ある日、隣から音が全く聞こえなくなった日がありました。奥さんが出産の為、入院したのです。1週間程でしたが、騒音なく穏やかな日を過ごす事が出来ました。
「おぎゃー」
ある日仕事から帰宅すると、隣から可愛い声が聞こえてきます。泣き声はすぐそこで泣いているかのような大きさで、赤ちゃんの声はこんなに響くのかと驚きました! 泣き声はそれから朝まで続き、私たち夫婦は声や生活音が聞こえる度に目が覚めるように…。生活音に加えて、泣き声。一体いつまで続くのかと考えてしまいました。
ついに住人から苦情が
眠れない日々が1カ月続き、仕事にも支障が出始めた為
「大家さんにお願いをしに行こう」と夫と話していた時のことです。
隣の部屋の扉をたたく音と、男性の大きな声が聞こえてきました。
「いい加減にして下さい!」扉を開けると、そこには怒った表情の4人の男性と女性が1人いました。同じアパートの住人のようです。
隣の部屋からは奥さんと旦那さん、そして赤ちゃんを抱えた奥さんのお母さんが出てきました。男性が
「泣き声が響くので、夜はベランダの戸を閉めて、シャッターを下ろしてください」と言います。隣家族は引っ越してから、1日中窓を開けて過ごしていたのです。

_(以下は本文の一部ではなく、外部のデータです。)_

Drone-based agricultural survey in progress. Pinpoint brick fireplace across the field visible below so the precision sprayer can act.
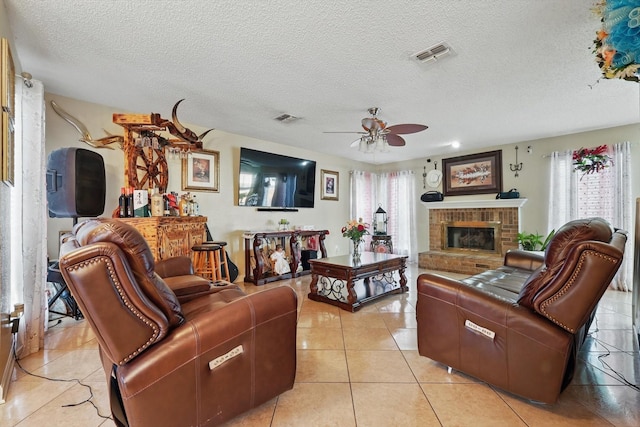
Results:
[418,199,527,275]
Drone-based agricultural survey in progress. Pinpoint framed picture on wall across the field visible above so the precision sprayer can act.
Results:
[442,150,502,196]
[182,150,220,193]
[320,169,339,200]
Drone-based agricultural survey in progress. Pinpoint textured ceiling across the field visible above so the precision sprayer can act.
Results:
[4,0,640,164]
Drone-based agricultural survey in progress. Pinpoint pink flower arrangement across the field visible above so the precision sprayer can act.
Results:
[342,218,369,242]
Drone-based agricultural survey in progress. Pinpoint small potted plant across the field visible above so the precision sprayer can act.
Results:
[278,218,289,231]
[518,230,556,251]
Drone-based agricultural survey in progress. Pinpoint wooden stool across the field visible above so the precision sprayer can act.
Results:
[191,243,222,282]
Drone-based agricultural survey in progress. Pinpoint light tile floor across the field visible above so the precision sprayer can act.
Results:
[0,267,640,427]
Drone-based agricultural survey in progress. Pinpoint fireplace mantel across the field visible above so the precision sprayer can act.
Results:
[422,199,527,210]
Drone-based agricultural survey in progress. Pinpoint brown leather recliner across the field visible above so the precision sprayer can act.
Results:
[416,218,627,403]
[60,219,297,427]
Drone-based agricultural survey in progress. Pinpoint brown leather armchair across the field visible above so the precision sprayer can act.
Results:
[60,219,297,427]
[417,218,627,403]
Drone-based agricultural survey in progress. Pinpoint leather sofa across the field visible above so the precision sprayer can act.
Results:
[416,218,627,403]
[60,218,297,427]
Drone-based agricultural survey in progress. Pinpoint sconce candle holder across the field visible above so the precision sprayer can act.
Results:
[509,145,522,178]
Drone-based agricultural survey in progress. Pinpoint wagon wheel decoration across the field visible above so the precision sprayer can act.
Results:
[128,147,169,191]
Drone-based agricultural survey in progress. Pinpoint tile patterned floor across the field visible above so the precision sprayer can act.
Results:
[0,267,640,427]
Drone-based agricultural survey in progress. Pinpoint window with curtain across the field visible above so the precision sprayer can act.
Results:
[351,171,418,262]
[548,142,634,291]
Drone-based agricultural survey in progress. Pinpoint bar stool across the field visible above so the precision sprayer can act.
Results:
[201,226,231,282]
[191,243,222,282]
[208,240,231,282]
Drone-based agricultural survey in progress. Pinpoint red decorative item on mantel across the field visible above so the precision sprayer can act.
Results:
[573,145,613,176]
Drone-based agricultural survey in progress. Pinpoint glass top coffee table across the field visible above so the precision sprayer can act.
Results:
[308,252,409,312]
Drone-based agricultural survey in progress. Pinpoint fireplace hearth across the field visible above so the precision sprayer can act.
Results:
[418,199,526,275]
[441,221,502,255]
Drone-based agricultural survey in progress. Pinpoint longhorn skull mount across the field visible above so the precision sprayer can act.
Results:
[51,99,214,150]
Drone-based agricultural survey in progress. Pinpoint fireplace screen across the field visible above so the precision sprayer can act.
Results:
[442,221,500,253]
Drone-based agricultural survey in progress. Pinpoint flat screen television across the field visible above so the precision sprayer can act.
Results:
[46,147,106,218]
[238,147,316,208]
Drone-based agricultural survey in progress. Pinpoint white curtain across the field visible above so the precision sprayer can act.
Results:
[11,79,47,357]
[350,171,418,262]
[349,171,377,251]
[610,141,635,292]
[547,150,578,231]
[548,142,634,291]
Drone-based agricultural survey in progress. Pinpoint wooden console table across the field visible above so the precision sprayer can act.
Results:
[118,216,207,261]
[244,230,329,285]
[309,252,409,312]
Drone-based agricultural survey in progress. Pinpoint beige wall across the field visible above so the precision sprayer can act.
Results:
[45,94,372,275]
[382,125,640,252]
[46,94,640,274]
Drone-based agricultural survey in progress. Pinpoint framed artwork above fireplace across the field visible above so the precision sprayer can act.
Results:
[442,150,502,196]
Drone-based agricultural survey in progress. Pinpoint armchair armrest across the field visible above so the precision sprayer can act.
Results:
[155,256,193,279]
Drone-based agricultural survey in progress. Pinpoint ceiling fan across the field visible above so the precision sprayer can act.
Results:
[325,107,428,152]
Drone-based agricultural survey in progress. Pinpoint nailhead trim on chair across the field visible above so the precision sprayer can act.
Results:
[67,256,160,365]
[540,251,617,334]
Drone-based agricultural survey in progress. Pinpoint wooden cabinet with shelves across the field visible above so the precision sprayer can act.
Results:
[244,230,329,285]
[118,216,207,261]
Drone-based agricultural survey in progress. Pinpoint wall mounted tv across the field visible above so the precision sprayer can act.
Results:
[238,147,316,208]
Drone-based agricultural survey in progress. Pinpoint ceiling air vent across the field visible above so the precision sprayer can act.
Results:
[411,43,453,62]
[274,114,298,123]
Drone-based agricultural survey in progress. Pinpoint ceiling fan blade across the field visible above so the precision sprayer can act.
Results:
[386,123,429,135]
[384,133,406,147]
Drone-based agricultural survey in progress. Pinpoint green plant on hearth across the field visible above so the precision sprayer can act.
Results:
[518,230,556,251]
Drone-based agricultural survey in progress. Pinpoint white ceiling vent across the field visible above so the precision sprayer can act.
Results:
[274,113,298,123]
[411,43,453,62]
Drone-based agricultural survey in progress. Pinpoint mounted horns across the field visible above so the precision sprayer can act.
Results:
[170,98,214,143]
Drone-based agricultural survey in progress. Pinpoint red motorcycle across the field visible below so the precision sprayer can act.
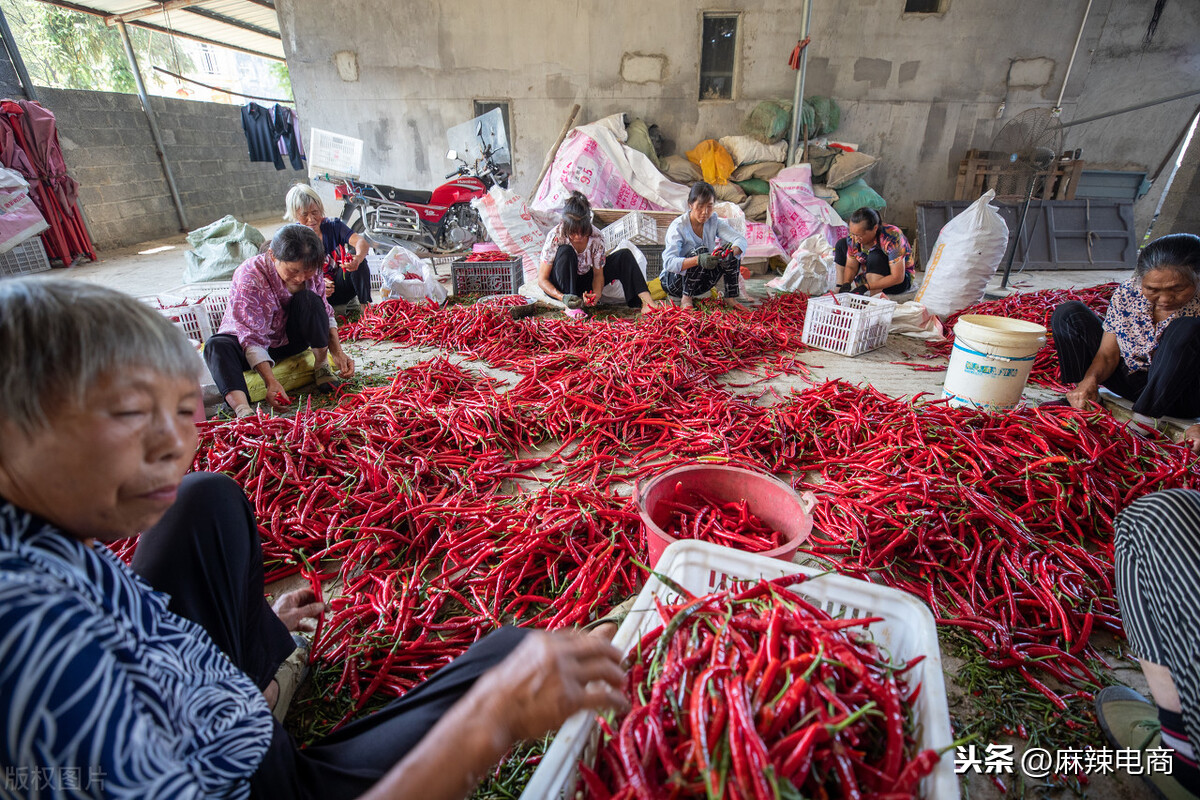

奥さんは疲労しきった様子で、黙って頭を下げてました。旦那さんが
「妻の母が冷房が苦手なので、窓を開けています。海外から来ているのですぐに帰れない事情を分かってください」と言います。すると男性は
「多少の音は我慢します。でも冷房を付けて、赤ちゃんが快適に過ごせるようにしてください。大変な事になりますよ!」と言いました。確かに、赤ちゃんはオムツと薄い肌着で、汗だくになって泣いていました。
「分かりました」隣人の一言でその場は収まりました。そしてその日以降、隣家族はシャッターを下ろし、冷房を付けて生活するように。その日をきっかけに、騒音は気にならなくなりました。
他人事ではない
今回の一件は、けっして他人事ではないと感じます。子どもの泣き声は親であっても、精神的に負担になります。他人の子なら尚更です。
それでも奥さんが疲労しきっていたあの時、子育てを経験した今の私がいたら、何か出来たのではとも思います。
私と夫は子どもができたのをきっかけに引っ越したので、隣人達のその後は分かりません。アパート暮らし最後の日に、奥さんと少し会話をしましたが、日本語が上手な穏やかな人でした。赤ちゃんと奥さんが元気に過ごせていますように、今も心から願っています。